You can then use that ID in your Python code to send a prompt to the model (via a request to Amazon Bedrock).

Here’s a basic Python script that sends a prompt to DeepSeek R1 via Amazon Bedrock:

import boto3
import json

# Ensure your AWS credentials and region are configured (e.g., via AWS CLI)
# For DeepSeek-R1, specify a region where it's available, e.g., 'us-west-2' or 'us-east-1'
bedrock_runtime = boto3.client(service_name='bedrock-runtime', region_name='us-west-2')

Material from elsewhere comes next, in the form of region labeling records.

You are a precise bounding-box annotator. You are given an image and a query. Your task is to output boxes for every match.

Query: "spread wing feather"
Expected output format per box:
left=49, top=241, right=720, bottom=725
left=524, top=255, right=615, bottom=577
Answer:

model_id = 'us.deepseek.r1-v1:0'

prompt = input("Your prompt: ")

payload = {
    "prompt": prompt,
    "max_tokens": 4096,
    "temperature": 0.7
}
body = json.dumps(payload)

try:
    print(f"Invoking DeepSeek model (ID: {model_id})...")
    response = bedrock_runtime.invoke_model(
        body=body,
        modelId=model_id,
        contentType='application/json'
    )

    response_body = json.loads(response.get('body').read())

    # The path to the generated text varies by model.
    # You MUST check the AWS Bedrock documentation for the specific response format of your model.
    # Below's the code for DeepSeek R1
    generated_text = response_body["choices"][0]["text"]
    
    print("\nDeepSeek Model Response:")
    print(generated_text)

except Exception as e:
    print(f"Error invoking DeepSeek model: {e}")
    print("Please ensure the model ID is correct, you have access, and the request body format matches the model's requirements as per AWS Bedrock documentation.")

You can run this script from your terminal / command line:

python main.py

After entering your prompt, it can take a couple of seconds for the response to come back. Ultimately, the text generated by the model will be printed to your terminal.

Common Pitfalls

There are a couple of common pitfalls when using the above code:

Model ID: Ensure you have the correct model ID. You can find it in the Bedrock console under “Model catalog” by selecting your preferred model.
Region: Make sure you are using a region where the model is available. You can check the AWS documentation for the specific model’s availability.
AWS Credentials: Ensure your AWS credentials are set up correctly. You can do this via the AWS CLI or by setting environment variables.
Request Body Format: The request body format may vary by model. The example above uses the format expected by DeepSeek R1. Always check the AWS Bedrock documentation for the specific model you are using to ensure the request body is formatted correctly.
Response Parsing: The response structure may differ based on the model. The example above assumes a specific structure for DeepSeek R1. Always refer to the AWS Bedrock documentation for the model you are using to understand the response format.

Understanding On-Demand Usage

When using invoke_model as shown above, you are typically operating in Bedrock’s “On-Demand” mode.

This means:

You pay based on the volume of data processed (e.g., number of input and output tokens).
There’s no need to commit to a minimum usage or pre-allocate capacity.
It’s suitable for applications with fluctuating workloads, for development and testing, or when starting with generative AI, especially when compared to the upfront or continuous cost of high-end local hardware or dedicated self-hosted servers.

For applications requiring guaranteed throughput and consistent high performance, Bedrock also offers a “Provisioned Throughput” option, where you purchase dedicated inference capacity for a specific model.